Koleksi 23

189 16 1
                                    


Bang Daus terlihat mengkeret di dalam ruangannya sendiri padahal biasanya lelaki itu bersikap seperti raja tanpa rakyat yang memerintah kerajaan laboratorium konservasi dengan tangan besi. Ia semakin gugup setelah tamunya pergi beberapa menit yang lalu, meninggalkan dirinya hanya berdua dengan Mona.

"Eh ini dia yang diomongin udah dateng..." Hanya begitu tanggapan Krisna ketika mereka berdua menyadari kehadiran Mona.

Mona memberi lelaki itu tatapan membunuh.

"Oke deh kalo gitu..." Dengan santai Krisna bangkit dari duduknya. "Gue pergi dulu, Bro..." Ia menepuk bahu Bang Daus dengan akrab sebelum beranjak dari ruangan yang auranya tiba-tiba berubah aneh itu.

Seharusnya Mona menahan kepergian lelaki itu sebelum ia mendapatkan penjelasan.

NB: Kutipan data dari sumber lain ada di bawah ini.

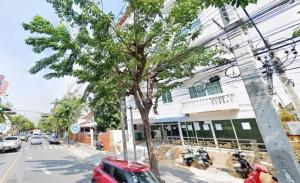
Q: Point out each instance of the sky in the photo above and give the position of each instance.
(29, 92)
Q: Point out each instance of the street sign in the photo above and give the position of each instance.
(2, 127)
(75, 128)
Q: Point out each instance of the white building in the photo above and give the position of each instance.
(219, 112)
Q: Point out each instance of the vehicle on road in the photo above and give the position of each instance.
(53, 139)
(36, 140)
(113, 171)
(249, 173)
(99, 145)
(1, 145)
(200, 157)
(11, 143)
(47, 136)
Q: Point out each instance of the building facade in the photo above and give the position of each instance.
(212, 108)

Apa maksudnya mengatai Mona mata duitan, pakai menyebut-nyebut keluarga mertuanya matre pula. Walaupun itu memang kenyataan, tapi Mona tak suka masalah pribadinya menjadi konsumsi publik seperti ini. Tapi Mona membiarkan Krisna melenggang bebas. Ia jijik dengan lelaki itu. Toh ia punya pilihan. Ada orang lain yang bisa ditanyainya tentang maksud pembicaraan tadi.

Ekspresi Bang Daus bertambah ngeri. Di matanya Mona terlihat seperti Medusa tanpa rambut ular. Wanita itu memang cuma diam sambil menyilangkan tangan di depan dada, tapi tatapannya begitu mematikan hingga seakan bisa mengubah siapa pun menjadi batu. Atau menjadi sesuatu yang lebih mengerikan lagi. Menjadi konservator yang sebentar lagi tak akan menjabat konservator lagi, misalnya.

"Lo...ehem..." Lelaki itu akhirnya menemukan suaranya lagi. Tapi suaranya masih terdengar seret jadi ia harus berdeham dulu, "...lo mau ambil koleksi ya, Mon?"

Bang Daus mencoba memainkan peran pura-pura tak ada apa pun yang terjadi.

"Iya..."

Jawaban Mona itu memberi Bang Daus ekspresi lega.

"...tapi ada hal lain yang lebih penting."

Mona lantas duduk di kursi di depan Bang Daus untuk memaksanya bercerita. Si tersangka malah kesulitan menjawab sementara tubuhnya berkhianat dengan memproduksi lebih banyak keringat dingin.

*

Jika biasanya Mona memilih mengambil jalur paling dekat manakala hendak menuju storage koleksi, maka kali ini ia mengambil jalan memutar yang lebih sepi. Ia sedang tak ingin bertemu manusia mana pun. Apalagi manusia yang ia tahu persis sedang menjadikannya objek fitnah.

Fitnah.

Mona pikir tak berlebihan jika merasa dirinya sedang difitnah.

Satu-satunya manusia yang ditemui Mona dalam perjalanan singkat itu adalah salah satu security yang kebetulan sedang melakukan kontrol di area seputar storage. Mereka hanya saling melempar senyum, tapi Mona yakin dalam hatinya, security itu sedang berpikir yang tidak-tidak mengenai dirinya.

Ya ampun, ia jadi paranoid sekarang.

Mona meraih kartu aksesnya dan mencoba membuka pintu. Suara bip pelan menandakan kalau pintu besi nan berat itu telah terbuka. Saat ini nama 'Ramona Tara Laksmi-Kepala Kurator' pasti telah tercatat di log sebagai orang yang memasuki storage pada jam ini. Jika ada kasus kehilangan koleksi pada saat ini atau beberapa jam setelahnya maka ia pasti akan...

Oh stop it, Mona!

Suara pintu tertutup menjadi musik yang menyambut Mona setelah ia melangkahkan kaki ke dalam. Lampu-lampu menyala otomatis, menjadikan ruangan tersebut terang-benderang. Dengung mesin pendingin yang terus menyala selama dua puluh empat jam setiap harinya menjadikan ruangan tersebut luar biasa dingin.